La TAC cardiaca multistrato permette di “fermare” l’immagine del cuore, studiandolo nella fase minore di movimento, al fine di esplorare con maggiore precisione le coronarie e la cavità cardiaca. La principale caratteristica della TAC cardiaca, infatti, è la capacità di acquisire molto rapidamente sezioni anatomiche ultrasottili e di ricostruirle secondo ogni possibile piano dello spazio, senza alcuna perdita di dettaglio.Tutto questo permette di effettuare diagnosi sempre più selezionate, per esempio evidenziando preventivamente i pazienti da sottoporre ad angioplastica, bypass oarto coronarico o a semplice follow up clinico.

Quando è utile la TAC cardiaca?

La TAC cardiaca è utile per studiare l’anatomia delle coronarie in soggetti con sintomi atipici e/o con risultati ambigui di esami di diagnostica cardiologica (prova da sforzo, eco stress, scintigrafia dubbie o contrastanti). La TAC cardiaca consente di sottoporre alla coronarografia solo i pazienti che avranno bisogno di una rivascolarizzazione mediante stent o bypass. La tecnica è inoltre indicata per il controllo dei pazienti rivascolarizzati chirurgicamente (bypass), pazienti con cardiomiopatia dilatativa di nuovo riscontro e tutti coloro che si devono sottoporre ad intervento cardiochirurgico (sostituzione valvolare, ecc.), con bassi fattori di rischio di coronaropatie.

Quali i vantaggi della TAC cardiaca?

Il principale vantaggio della TAC cardiaca è la maggiore accuratezza rispetto alle tradizionali valutazioni cliniche e laboratoristiche. Solitamente, il rischio cardiovascolare di eventi viene infatti stimato utilizzando i fattori di rischio (diabete, ipertensione, colesterolo, familiarità). Questo approccio presenta però dei limiti, ossia la difficoltà di individualizzare il rischio per ogni singolo paziente. La TAC cardiaca è invece in grado di escludere al 100% l’eventualità di un infarto miocardico, quando il risultato è negativo. Altri vantaggi sono la possibilità di esaminare lo stato della parete dei vasi, oltre alle caratteristiche del loro lume (lo spazio interno), la definizione delle immagini, la loro multiplanarietà e la possibile selezione delle sole strutture prescelte.

Informazioni Utili

Prestazioni S.S.N.: l’assenza dell’impegnativa preclude l’esecuzione della prestazione. Si ricorda che il medico di medicina generale è tenuto a scrivere sull’impegnativa: nome, cognome ed età dell’assistito, codice fiscale, prestazione richiesta, quesito diagnostico, indicazione di eventuali esenzioni e livello d’urgenza.

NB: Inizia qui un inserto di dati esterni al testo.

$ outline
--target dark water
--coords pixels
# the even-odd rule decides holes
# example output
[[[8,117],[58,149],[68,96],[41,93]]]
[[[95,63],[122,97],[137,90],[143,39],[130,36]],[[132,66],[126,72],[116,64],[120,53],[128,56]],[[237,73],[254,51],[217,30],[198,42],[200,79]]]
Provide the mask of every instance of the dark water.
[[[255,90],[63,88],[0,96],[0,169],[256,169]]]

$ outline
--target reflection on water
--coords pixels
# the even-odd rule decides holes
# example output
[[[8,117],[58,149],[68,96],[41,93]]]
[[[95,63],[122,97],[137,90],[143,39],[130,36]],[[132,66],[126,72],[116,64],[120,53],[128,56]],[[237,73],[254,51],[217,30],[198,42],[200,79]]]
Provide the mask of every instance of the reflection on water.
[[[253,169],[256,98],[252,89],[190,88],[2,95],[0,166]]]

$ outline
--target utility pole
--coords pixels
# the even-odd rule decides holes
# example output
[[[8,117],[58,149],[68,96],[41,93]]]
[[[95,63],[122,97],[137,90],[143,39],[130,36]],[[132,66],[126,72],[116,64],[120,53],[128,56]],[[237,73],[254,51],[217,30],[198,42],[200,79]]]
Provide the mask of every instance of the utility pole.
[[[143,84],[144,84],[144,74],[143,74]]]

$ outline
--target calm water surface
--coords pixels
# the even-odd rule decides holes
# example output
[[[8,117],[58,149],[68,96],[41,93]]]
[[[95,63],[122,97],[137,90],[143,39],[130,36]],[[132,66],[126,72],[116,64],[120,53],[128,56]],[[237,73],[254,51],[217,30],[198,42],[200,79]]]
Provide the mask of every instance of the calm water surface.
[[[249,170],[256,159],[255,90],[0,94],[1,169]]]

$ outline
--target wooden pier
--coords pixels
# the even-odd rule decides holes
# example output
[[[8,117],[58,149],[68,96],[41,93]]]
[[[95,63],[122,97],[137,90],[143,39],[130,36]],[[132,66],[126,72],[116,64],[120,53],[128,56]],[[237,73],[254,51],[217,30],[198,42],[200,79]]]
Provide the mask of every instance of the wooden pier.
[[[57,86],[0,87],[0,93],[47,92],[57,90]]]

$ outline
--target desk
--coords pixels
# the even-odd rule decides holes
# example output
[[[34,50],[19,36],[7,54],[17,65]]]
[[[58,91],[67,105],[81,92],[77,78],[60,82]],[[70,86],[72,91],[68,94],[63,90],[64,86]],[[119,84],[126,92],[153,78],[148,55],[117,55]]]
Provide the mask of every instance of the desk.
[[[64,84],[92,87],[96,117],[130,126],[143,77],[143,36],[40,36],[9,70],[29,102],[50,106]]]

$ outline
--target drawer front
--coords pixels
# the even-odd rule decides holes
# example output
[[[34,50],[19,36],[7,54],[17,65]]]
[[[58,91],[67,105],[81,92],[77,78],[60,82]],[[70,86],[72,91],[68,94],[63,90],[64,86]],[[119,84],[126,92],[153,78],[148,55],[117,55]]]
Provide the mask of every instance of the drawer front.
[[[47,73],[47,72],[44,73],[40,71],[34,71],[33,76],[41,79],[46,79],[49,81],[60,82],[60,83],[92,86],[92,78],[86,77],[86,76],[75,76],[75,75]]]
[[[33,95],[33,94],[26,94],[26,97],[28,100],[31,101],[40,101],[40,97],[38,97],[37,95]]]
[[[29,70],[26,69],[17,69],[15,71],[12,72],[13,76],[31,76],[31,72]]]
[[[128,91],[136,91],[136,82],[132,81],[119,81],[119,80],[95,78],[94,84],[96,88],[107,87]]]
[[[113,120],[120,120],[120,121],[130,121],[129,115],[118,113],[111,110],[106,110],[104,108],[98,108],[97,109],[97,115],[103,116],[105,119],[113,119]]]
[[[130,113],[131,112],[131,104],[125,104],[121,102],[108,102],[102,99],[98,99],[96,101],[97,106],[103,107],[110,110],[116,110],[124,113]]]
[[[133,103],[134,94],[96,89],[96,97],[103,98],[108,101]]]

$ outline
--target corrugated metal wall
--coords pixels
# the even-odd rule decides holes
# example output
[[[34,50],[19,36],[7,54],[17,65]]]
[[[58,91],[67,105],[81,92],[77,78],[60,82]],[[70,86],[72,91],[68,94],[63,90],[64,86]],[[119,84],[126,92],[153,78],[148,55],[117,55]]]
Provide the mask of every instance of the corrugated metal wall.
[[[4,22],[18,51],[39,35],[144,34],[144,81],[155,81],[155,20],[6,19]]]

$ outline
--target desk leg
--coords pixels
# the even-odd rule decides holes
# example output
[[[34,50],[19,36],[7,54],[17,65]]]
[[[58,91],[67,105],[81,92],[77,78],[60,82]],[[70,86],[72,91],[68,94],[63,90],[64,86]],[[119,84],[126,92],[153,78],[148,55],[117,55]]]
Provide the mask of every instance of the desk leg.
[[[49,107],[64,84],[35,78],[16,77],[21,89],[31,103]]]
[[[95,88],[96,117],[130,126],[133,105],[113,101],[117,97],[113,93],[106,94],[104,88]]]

Prestazioni PRIVATE: l’assenza della prescrizione medica di uno specialista preclude l’esecuzione della prestazione.

N.B. 

Il giorno dell’esame il paziente deve:

  • ricordarsi di portare con sè i precedenti esami radiologici (Radiografie, Tac, Risonanze, Ecografie, Visite, ecc.), anche se eseguiti in altra sede;
  • essere munito dell’esito degli esami ematochimici: Urea e Creatinina;
  • essere accompagnato da una persona di fiducia.

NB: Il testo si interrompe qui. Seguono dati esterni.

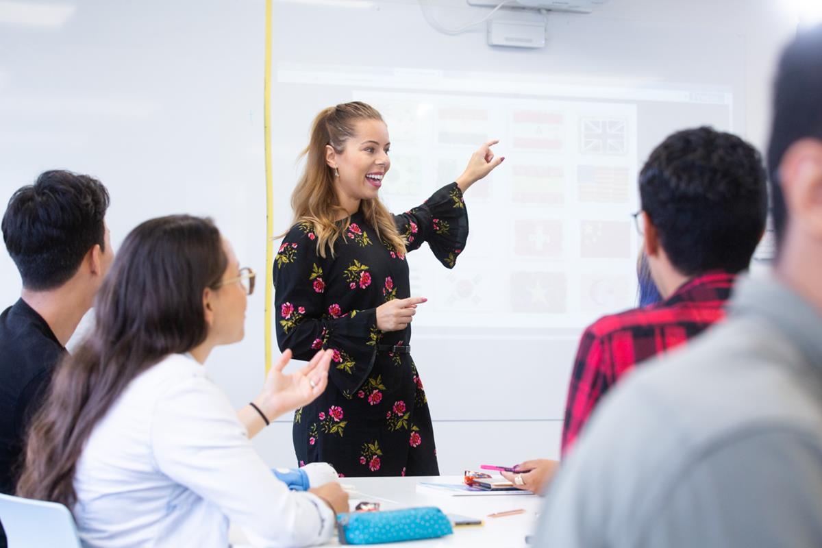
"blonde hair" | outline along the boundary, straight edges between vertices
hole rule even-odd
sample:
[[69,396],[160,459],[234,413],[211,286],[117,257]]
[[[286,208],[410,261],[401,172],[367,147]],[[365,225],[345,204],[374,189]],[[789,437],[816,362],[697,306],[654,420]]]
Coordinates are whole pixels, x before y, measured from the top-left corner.
[[[326,257],[328,247],[334,256],[334,244],[351,222],[351,216],[337,200],[334,190],[334,173],[326,163],[326,145],[330,145],[337,154],[345,150],[345,143],[354,134],[354,123],[359,120],[379,120],[382,116],[371,105],[353,101],[324,108],[312,124],[311,140],[300,154],[306,157],[306,167],[291,195],[294,211],[292,224],[311,223],[316,234],[316,252]],[[399,255],[405,255],[405,241],[394,223],[394,216],[379,198],[363,200],[363,214],[374,228],[376,236],[386,246]],[[335,219],[344,216],[344,223]]]

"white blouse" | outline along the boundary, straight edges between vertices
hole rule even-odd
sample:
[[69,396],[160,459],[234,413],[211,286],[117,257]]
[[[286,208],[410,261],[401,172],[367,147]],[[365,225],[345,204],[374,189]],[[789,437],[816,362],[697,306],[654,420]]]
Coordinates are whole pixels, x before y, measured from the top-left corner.
[[225,548],[229,520],[262,546],[334,532],[328,505],[275,477],[205,367],[178,354],[134,379],[97,424],[74,486],[87,546]]

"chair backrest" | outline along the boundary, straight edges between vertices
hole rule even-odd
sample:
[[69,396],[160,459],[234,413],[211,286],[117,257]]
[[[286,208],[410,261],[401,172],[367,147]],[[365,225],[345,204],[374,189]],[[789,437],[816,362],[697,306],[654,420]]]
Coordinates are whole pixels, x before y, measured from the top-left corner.
[[0,521],[11,548],[80,548],[74,518],[59,503],[0,494]]

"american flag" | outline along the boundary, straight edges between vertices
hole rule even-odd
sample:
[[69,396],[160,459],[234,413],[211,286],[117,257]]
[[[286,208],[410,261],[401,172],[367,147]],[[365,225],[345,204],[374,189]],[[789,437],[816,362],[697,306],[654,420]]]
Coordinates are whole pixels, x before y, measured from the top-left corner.
[[629,170],[624,167],[580,165],[576,168],[580,201],[628,201]]

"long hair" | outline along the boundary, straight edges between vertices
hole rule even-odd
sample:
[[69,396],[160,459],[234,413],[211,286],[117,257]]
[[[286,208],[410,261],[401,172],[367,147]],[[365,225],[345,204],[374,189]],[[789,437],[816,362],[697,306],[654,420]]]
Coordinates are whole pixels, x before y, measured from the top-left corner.
[[58,367],[34,419],[17,495],[74,505],[77,461],[95,426],[135,377],[206,339],[203,292],[227,264],[210,219],[162,217],[132,231],[97,295],[94,329]]
[[[334,190],[334,173],[326,163],[326,145],[330,145],[341,154],[346,141],[354,134],[354,123],[359,120],[380,120],[382,117],[373,107],[353,101],[320,112],[312,124],[311,140],[300,157],[306,157],[306,166],[291,195],[294,211],[293,223],[308,222],[316,233],[317,254],[325,258],[328,247],[334,256],[337,238],[345,237],[351,218],[337,200]],[[363,214],[374,228],[377,237],[400,255],[405,255],[405,241],[397,232],[394,217],[379,198],[363,200]],[[344,218],[343,223],[335,219]]]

L’assenza degli esami ematochimici e della prescrizione medica (impegnativa), preclude l’esecuzione della prestazione.

Durata dell’esame: 25/30 minuti

Norme di preparazione

  • Presentarsi a digiuno assoluto da almeno 6 ore prima dell’esame.
  • Non è necessario sospendere l’assunzione di farmaci in uso (es. anti-ipertensivi), assumerli con un po’ d’acqua.

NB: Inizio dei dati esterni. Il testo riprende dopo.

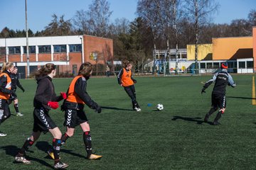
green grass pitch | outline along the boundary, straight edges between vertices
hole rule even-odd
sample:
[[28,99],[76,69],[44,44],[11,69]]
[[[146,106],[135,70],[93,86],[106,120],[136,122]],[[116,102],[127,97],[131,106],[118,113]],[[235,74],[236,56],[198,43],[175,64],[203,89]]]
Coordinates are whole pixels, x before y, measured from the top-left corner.
[[[82,130],[61,148],[68,169],[255,169],[256,106],[252,105],[252,77],[233,75],[236,88],[227,88],[227,109],[213,126],[203,123],[210,108],[211,85],[201,94],[201,81],[210,76],[135,77],[139,113],[132,110],[131,101],[116,77],[91,78],[87,91],[104,108],[100,114],[85,108],[91,128],[92,149],[102,154],[98,161],[85,159]],[[56,94],[66,91],[70,79],[54,79]],[[21,80],[18,89],[23,117],[12,115],[0,126],[8,134],[0,137],[0,169],[53,169],[46,150],[50,133],[42,134],[27,152],[31,164],[16,164],[14,156],[33,127],[33,99],[36,83]],[[148,106],[151,103],[152,106]],[[156,111],[157,103],[164,104]],[[65,132],[64,114],[52,110],[50,116]],[[213,121],[215,113],[209,119]]]

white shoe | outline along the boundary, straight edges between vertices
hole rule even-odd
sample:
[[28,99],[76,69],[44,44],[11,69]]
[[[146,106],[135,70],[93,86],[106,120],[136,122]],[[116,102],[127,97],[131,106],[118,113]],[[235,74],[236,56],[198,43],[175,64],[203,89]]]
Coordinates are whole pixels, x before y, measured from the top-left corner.
[[21,114],[21,113],[18,112],[16,114],[16,116],[23,116],[23,114]]
[[4,134],[3,132],[0,132],[0,137],[1,136],[6,136],[7,135],[6,134]]
[[26,159],[25,157],[16,156],[14,159],[16,162],[23,163],[25,164],[30,164],[31,163],[31,161]]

Domande Frequenti (F.A.Q.)

La TAC cardiaca è dolorosa o invasiva?

No, la TAC al cuore non è dolorosa e nemmeno invasiva. Per il paziente è, infatti, come eseguire una qualsiasi altra TAC.

Devo essere accompagnato?

Sì, poiché vengono somministrati farmaci che possono influenzare le capacità psicofisiche, è consigliabile non essere soli e non mettersi alla guida subito dopo.